Traffic through Hormuz falls amid renewed US-Iran tensions

By Carlos Anchondo | 07/10/2026 01:22 PM EDT

Ship transits through the Strait of Hormuz on Thursday were at a two-week low, according to S&P Global.

Boats are seen in water.

This aerial photograph shows boats anchored off Oman's northern Musandam Peninsula near the Strait of Hormuz on June 27. AFP via Getty Images

Ship crossings through the Strait of Hormuz hit a two-week low Thursday, according to an S&P Global report Friday, as the United States and Iran exchanged new strikes this week.

The decline in ships transiting the choke point comes after President Donald Trump at the NATO conference in Turkey declared the already-fragile ceasefire “over” and cast doubt about negotiations with Tehran. In a Truth Social post Friday, Trump said talks would continue but stressed the ceasefire was finished, sending global oil prices spiking briefly before they fell.

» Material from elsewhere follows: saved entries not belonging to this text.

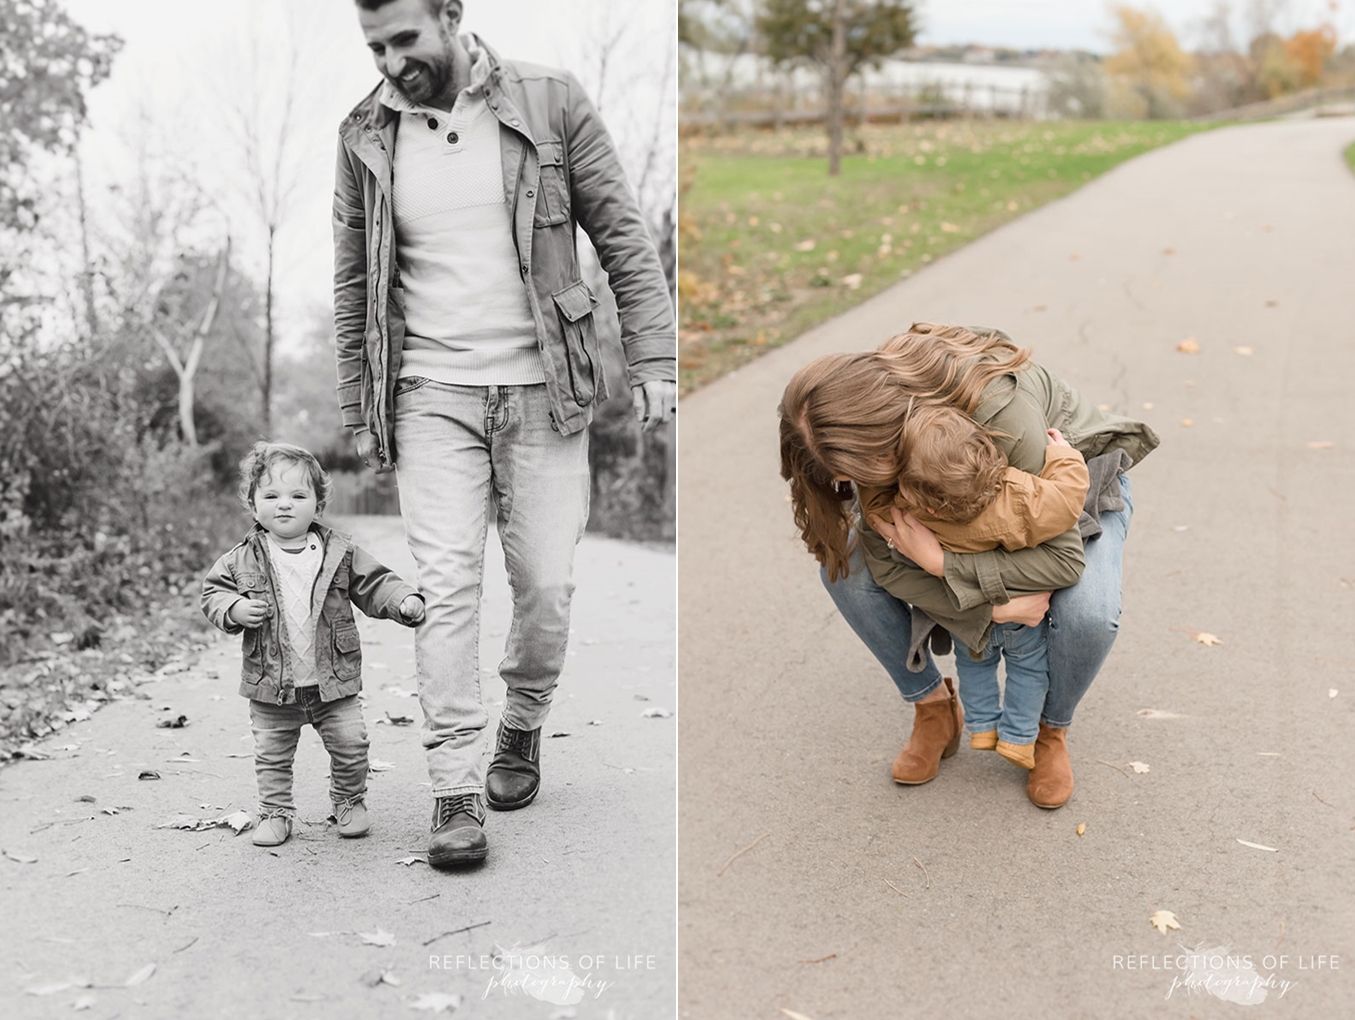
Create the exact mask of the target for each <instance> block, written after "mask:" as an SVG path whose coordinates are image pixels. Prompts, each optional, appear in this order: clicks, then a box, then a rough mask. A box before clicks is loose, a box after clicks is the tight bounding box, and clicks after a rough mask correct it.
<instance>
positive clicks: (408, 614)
mask: <svg viewBox="0 0 1355 1020" xmlns="http://www.w3.org/2000/svg"><path fill="white" fill-rule="evenodd" d="M423 616H424V608H423V596H419V595H406V596H405V597H404V599H402V600H401V603H400V619H402V620H404V622H405V624H406V626H409V627H413V626H416V624H419V623H423Z"/></svg>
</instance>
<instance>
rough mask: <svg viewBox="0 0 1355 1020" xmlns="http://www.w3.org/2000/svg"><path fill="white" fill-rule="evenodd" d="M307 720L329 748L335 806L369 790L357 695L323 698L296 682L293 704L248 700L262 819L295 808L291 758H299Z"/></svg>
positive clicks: (366, 738)
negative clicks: (293, 700) (329, 701)
mask: <svg viewBox="0 0 1355 1020" xmlns="http://www.w3.org/2000/svg"><path fill="white" fill-rule="evenodd" d="M308 722H309V723H310V725H312V726H314V727H316V733H318V734H320V740H321V741H324V745H325V750H328V752H329V799H331V801H332V802H333V803H335V806H336V807H337V806H339V805H341V803H346V802H347V803H351V802H354V801H362V799H363V798H364V796H366V795H367V726H366V725H364V723H363V721H362V706H360V704H358V695H350V696H348V698H339V699H337V700H333V702H322V700H320V688H318V687H298V688H297V702H295V703H294V704H272V703H271V702H253V700H252V702H249V727H251V729H252V730H253V737H255V772H256V775H257V776H259V815H260V818H270V817H272V815H285V817H287V818H290V817H291V815H294V814H295V813H297V806H295V803H293V799H291V763H293V761H294V760H295V757H297V741H298V740H299V738H301V727H302V726H305V725H306V723H308Z"/></svg>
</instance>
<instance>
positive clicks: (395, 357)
mask: <svg viewBox="0 0 1355 1020" xmlns="http://www.w3.org/2000/svg"><path fill="white" fill-rule="evenodd" d="M356 7H358V19H359V23H360V26H362V31H363V35H364V37H366V41H367V47H369V49H370V50H371V54H373V58H374V60H375V64H377V69H378V70H379V72H381V75H382V79H383V80H382V83H381V84H379V85H378V87H377V88H375V89H374V91H373V92H371V93H370V95H369V96H367V98H366V99H363V100H362V102H360V103H359V104H358V106H356V107H355V108H354V111H352V112H351V114H350V115H348V116H347V118H346V119H344V122H343V123H341V125H340V129H339V161H337V169H336V180H335V205H333V221H335V332H336V354H337V364H339V404H340V408H341V413H343V423H344V425H346V427H348V428H351V429H352V432H354V435H355V442H356V447H358V454H359V455H360V456H362V458H363V461H364V462H366V463H367V465H369V466H370V467H373V469H374V470H377V471H383V470H392V467H394V469H396V470H397V478H398V486H400V511H401V515H402V517H404V524H405V535H406V538H408V542H409V549H411V551H412V553H413V557H415V559H416V562H417V564H419V582H420V589H421V593H423V596H424V600H425V603H427V616H425V619H424V622H423V624H421V626H420V627H419V630H417V637H416V650H417V675H419V698H420V703H421V706H423V713H424V726H423V744H424V748H425V750H427V760H428V775H430V778H431V780H432V795H434V811H432V834H431V837H430V843H428V863H430V864H434V866H436V867H455V866H463V864H474V863H478V862H482V860H484V859H485V856H486V852H488V840H486V836H485V830H484V826H485V807H486V801H488V806H489V807H493V809H499V810H512V809H518V807H524V806H527V805H528V803H531V801H533V799H534V798H535V795H537V790H538V787H539V783H541V764H539V757H541V726H542V722H543V721H545V718H546V714H547V711H549V710H550V700H551V695H553V692H554V689H556V683H557V679H558V676H560V671H561V668H562V665H564V661H565V645H566V641H568V635H569V600H570V596H572V593H573V581H572V569H573V554H575V546H576V543H577V542H579V539H580V538H581V535H583V531H584V524H585V522H587V516H588V493H589V475H588V423H589V420H591V419H592V409H593V406H595V405H596V404H599V402H600V401H603V400H604V398H606V396H607V381H606V379H604V378H603V358H602V349H600V345H599V341H598V335H596V329H595V324H593V309H595V306H596V299H595V298H593V295H592V293H591V291H589V289H588V286H587V284H585V283H584V280H583V276H581V274H580V267H579V253H577V245H576V233H575V230H576V226H581V228H583V229H584V230H585V232H587V234H588V237H589V240H591V241H592V244H593V247H595V248H596V251H598V256H599V260H600V263H602V267H603V270H606V271H607V274H608V280H610V284H611V289H612V291H614V293H615V295H617V305H618V309H619V313H621V324H622V345H623V348H625V354H626V364H627V374H629V382H630V390H631V396H633V402H634V408H635V415H637V417H638V419H640V421H641V423H642V425H644V428H646V429H652V428H657V427H659V425H660V424H663V423H665V421H668V420H671V417H672V415H673V409H675V404H676V382H675V381H676V364H675V354H676V332H675V328H673V314H672V302H671V299H669V294H668V283H667V280H665V278H664V274H663V268H661V265H660V261H659V256H657V252H656V251H654V247H653V242H652V241H650V238H649V234H648V230H646V228H645V222H644V218H642V215H641V213H640V209H638V205H637V202H635V198H634V195H633V192H631V191H630V187H629V186H627V183H626V177H625V173H623V171H622V168H621V163H619V160H618V157H617V150H615V148H614V145H612V142H611V138H610V137H608V135H607V130H606V127H604V126H603V125H602V121H600V119H599V116H598V111H596V110H595V108H593V106H592V103H591V102H589V100H588V98H587V96H585V95H584V91H583V88H581V87H580V84H579V83H577V81H576V80H575V77H573V76H572V75H569V73H566V72H562V70H551V69H549V68H541V66H535V65H530V64H519V62H515V61H505V60H500V58H499V57H497V54H496V53H495V51H493V50H491V49H489V47H488V46H486V45H485V43H484V42H481V41H480V39H478V38H477V37H474V35H469V34H467V35H461V34H458V33H459V27H461V18H462V4H461V0H356ZM491 496H492V497H493V498H492V500H491ZM491 507H495V508H496V526H497V528H499V536H500V540H501V543H503V550H504V565H505V568H507V572H508V582H509V589H511V592H512V603H514V611H512V627H511V630H509V633H508V638H507V647H505V654H504V660H503V662H501V664H500V666H499V671H500V675H501V677H503V680H504V683H505V684H507V688H508V691H507V700H505V704H504V711H503V718H501V721H500V723H499V730H497V737H496V741H495V748H493V753H492V760H489V763H488V768H486V765H485V759H486V757H489V746H488V734H486V727H488V722H489V718H488V714H486V711H485V703H484V696H482V692H481V688H480V666H478V660H480V654H478V639H480V587H481V576H482V566H484V551H485V535H486V528H488V519H489V513H491Z"/></svg>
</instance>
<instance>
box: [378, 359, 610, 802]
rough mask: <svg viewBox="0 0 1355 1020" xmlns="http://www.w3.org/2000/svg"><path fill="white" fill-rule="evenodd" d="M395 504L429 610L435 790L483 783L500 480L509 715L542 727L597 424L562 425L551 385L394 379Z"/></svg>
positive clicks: (429, 677)
mask: <svg viewBox="0 0 1355 1020" xmlns="http://www.w3.org/2000/svg"><path fill="white" fill-rule="evenodd" d="M396 465H397V471H398V478H400V512H401V515H402V516H404V520H405V536H406V538H408V540H409V551H411V553H413V557H415V561H416V562H417V564H419V589H420V592H421V593H423V597H424V603H425V605H427V616H425V618H424V622H423V623H421V624H419V629H417V633H416V642H415V645H416V653H417V672H419V700H420V704H421V706H423V713H424V729H423V744H424V748H425V749H427V755H428V776H430V779H431V780H432V794H434V796H447V795H451V794H458V792H477V794H478V792H482V791H484V787H485V768H486V765H488V761H486V757H488V741H486V738H485V727H486V726H488V722H489V717H488V714H486V711H485V702H484V694H482V691H481V688H480V591H481V580H482V577H484V561H485V534H486V528H488V520H489V507H491V494H492V496H493V503H495V505H497V522H496V523H497V526H499V539H500V542H501V543H503V549H504V566H505V568H507V570H508V587H509V591H511V592H512V603H514V607H512V627H511V629H509V631H508V639H507V643H505V649H504V658H503V661H501V662H500V664H499V673H500V676H503V679H504V683H505V684H507V685H508V696H507V702H505V704H504V713H503V721H504V725H507V726H511V727H514V729H520V730H531V729H537V727H538V726H541V725H542V722H543V721H545V718H546V713H547V711H549V710H550V696H551V694H553V692H554V689H556V681H557V679H558V677H560V671H561V668H562V666H564V662H565V645H566V642H568V639H569V599H570V596H572V595H573V591H575V585H573V580H572V574H573V562H575V546H576V545H577V543H579V539H580V538H581V536H583V532H584V524H587V522H588V490H589V475H588V431H587V429H584V431H581V432H576V433H575V435H570V436H562V435H560V432H557V431H556V428H554V423H553V420H551V416H550V404H549V401H547V398H546V387H545V385H537V386H453V385H450V383H442V382H436V381H430V379H423V378H419V377H412V378H404V379H400V382H398V383H397V386H396Z"/></svg>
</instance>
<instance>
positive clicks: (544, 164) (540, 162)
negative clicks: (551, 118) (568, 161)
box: [533, 142, 569, 226]
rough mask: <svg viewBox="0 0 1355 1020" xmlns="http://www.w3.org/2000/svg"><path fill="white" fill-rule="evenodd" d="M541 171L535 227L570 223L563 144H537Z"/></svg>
mask: <svg viewBox="0 0 1355 1020" xmlns="http://www.w3.org/2000/svg"><path fill="white" fill-rule="evenodd" d="M537 164H538V167H539V169H541V182H539V183H538V186H537V187H538V194H537V209H535V215H534V217H533V225H534V226H556V225H558V224H564V222H568V221H569V184H568V182H566V180H565V146H564V145H562V144H561V142H537Z"/></svg>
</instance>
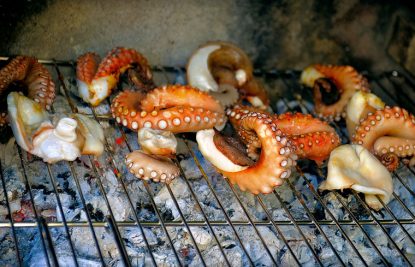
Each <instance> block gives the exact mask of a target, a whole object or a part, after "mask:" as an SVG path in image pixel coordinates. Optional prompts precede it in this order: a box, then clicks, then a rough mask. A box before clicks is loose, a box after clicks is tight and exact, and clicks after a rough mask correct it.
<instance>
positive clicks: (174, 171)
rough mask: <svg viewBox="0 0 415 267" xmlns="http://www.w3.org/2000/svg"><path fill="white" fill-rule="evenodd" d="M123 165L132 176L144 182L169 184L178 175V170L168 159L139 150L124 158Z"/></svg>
mask: <svg viewBox="0 0 415 267" xmlns="http://www.w3.org/2000/svg"><path fill="white" fill-rule="evenodd" d="M125 164H126V165H127V167H128V169H129V171H130V172H131V173H132V174H134V175H135V176H136V177H137V178H140V179H144V180H150V179H152V180H153V181H155V182H165V183H170V182H171V181H172V180H173V179H174V178H176V177H177V176H179V175H180V170H179V168H178V167H177V166H176V165H175V164H174V163H173V162H172V161H171V160H170V159H169V158H166V157H162V156H156V155H150V154H147V153H145V152H142V151H139V150H137V151H133V152H131V153H129V154H128V155H127V156H126V157H125Z"/></svg>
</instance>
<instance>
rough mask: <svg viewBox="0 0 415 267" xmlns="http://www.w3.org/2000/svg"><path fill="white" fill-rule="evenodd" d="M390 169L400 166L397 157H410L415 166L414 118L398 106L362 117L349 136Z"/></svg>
mask: <svg viewBox="0 0 415 267" xmlns="http://www.w3.org/2000/svg"><path fill="white" fill-rule="evenodd" d="M352 142H353V143H355V144H359V145H362V146H363V147H365V148H366V149H368V150H369V151H370V152H372V153H373V154H374V155H376V156H377V157H378V158H379V159H380V160H381V162H382V163H383V164H384V165H385V166H386V167H387V168H388V169H389V170H390V171H393V170H395V169H396V168H397V167H398V165H399V158H407V157H410V158H411V159H410V160H409V162H408V163H409V165H411V166H412V165H415V157H414V152H415V116H414V115H412V114H410V113H409V112H408V111H407V110H405V109H403V108H400V107H389V106H386V107H385V108H384V109H381V110H376V111H375V112H373V113H369V114H368V115H367V116H366V117H365V118H363V119H362V120H361V121H360V123H359V125H358V126H357V128H356V131H355V133H354V134H353V136H352Z"/></svg>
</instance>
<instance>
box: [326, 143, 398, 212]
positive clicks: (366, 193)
mask: <svg viewBox="0 0 415 267" xmlns="http://www.w3.org/2000/svg"><path fill="white" fill-rule="evenodd" d="M347 188H351V189H353V190H355V191H357V192H361V193H364V194H365V201H366V203H367V204H368V206H369V207H371V208H372V209H375V210H380V209H381V208H382V204H381V202H380V201H379V200H378V198H377V197H376V196H378V197H379V198H380V199H381V200H382V201H383V203H385V204H388V203H389V201H390V198H391V196H392V193H393V183H392V177H391V175H390V173H389V172H388V170H387V169H386V167H385V166H383V165H382V163H381V162H380V161H379V160H378V159H377V158H376V157H375V156H373V155H372V154H371V153H370V152H369V151H368V150H367V149H365V148H364V147H362V146H360V145H342V146H339V147H337V148H336V149H334V150H333V151H332V152H331V154H330V159H329V163H328V173H327V180H326V181H324V182H323V183H322V184H321V185H320V187H319V189H320V190H336V189H340V190H341V189H347Z"/></svg>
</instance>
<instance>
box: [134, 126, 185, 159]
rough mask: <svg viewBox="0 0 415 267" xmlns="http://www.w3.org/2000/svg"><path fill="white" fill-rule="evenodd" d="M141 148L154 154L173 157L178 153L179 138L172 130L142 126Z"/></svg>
mask: <svg viewBox="0 0 415 267" xmlns="http://www.w3.org/2000/svg"><path fill="white" fill-rule="evenodd" d="M138 143H139V144H140V147H141V149H142V150H143V151H144V152H146V153H148V154H153V155H159V156H166V157H172V156H174V155H175V154H176V148H177V140H176V137H175V136H174V134H173V133H172V132H169V131H163V130H155V129H152V128H141V129H140V130H139V131H138Z"/></svg>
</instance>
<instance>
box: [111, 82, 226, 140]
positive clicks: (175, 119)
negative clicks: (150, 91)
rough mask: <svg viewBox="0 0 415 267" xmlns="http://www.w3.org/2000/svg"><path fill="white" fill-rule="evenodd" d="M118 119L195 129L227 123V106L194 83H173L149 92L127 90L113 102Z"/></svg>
mask: <svg viewBox="0 0 415 267" xmlns="http://www.w3.org/2000/svg"><path fill="white" fill-rule="evenodd" d="M111 111H112V115H113V117H114V118H115V119H116V120H117V122H118V123H121V124H122V125H124V126H126V127H128V128H130V129H132V130H135V131H136V130H138V129H140V128H143V127H147V128H153V129H159V130H165V131H171V132H173V133H180V132H195V131H199V130H202V129H208V128H213V127H215V126H221V125H223V124H224V123H225V116H224V111H223V107H222V106H221V105H220V103H219V102H218V101H217V100H216V99H214V98H213V97H212V96H210V95H209V94H207V93H205V92H202V91H199V90H197V89H195V88H193V87H190V86H181V85H169V86H164V87H161V88H156V89H154V90H153V91H151V92H150V93H148V94H147V95H145V96H144V95H143V94H142V93H140V92H132V91H124V92H121V93H120V94H118V95H117V96H116V97H115V98H114V99H113V102H112V104H111Z"/></svg>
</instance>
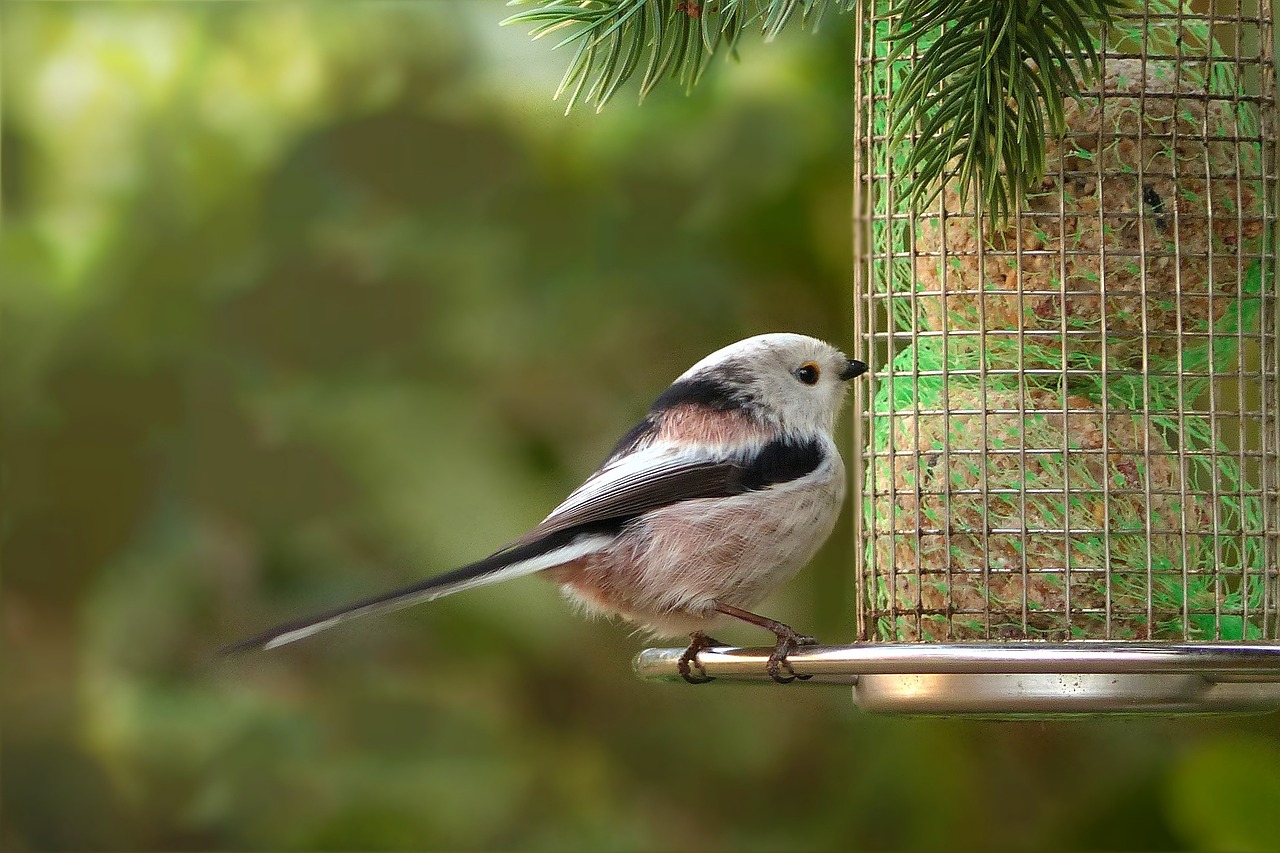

Reopening the Strait of Hormuz has been a major priority for the Trump administration as it strove to end the conflict, which began in late February. The United States issued a general license last month so that Iran could sell its oil but revoked it this week after several tankers were attacked while transiting the waterway.

Advertisement

The report from S&P Global Energy Commodities at Sea said crossings Thursday were at their lowest daily level since June 28, when traffic fell after an Iranian drone hit a crude tanker. An average of nearly 140 ships passed through the strait before the war, the Joint Maritime Information Center said this week. The number of Hormuz transits fell to 34 on July 9, the S&P report said.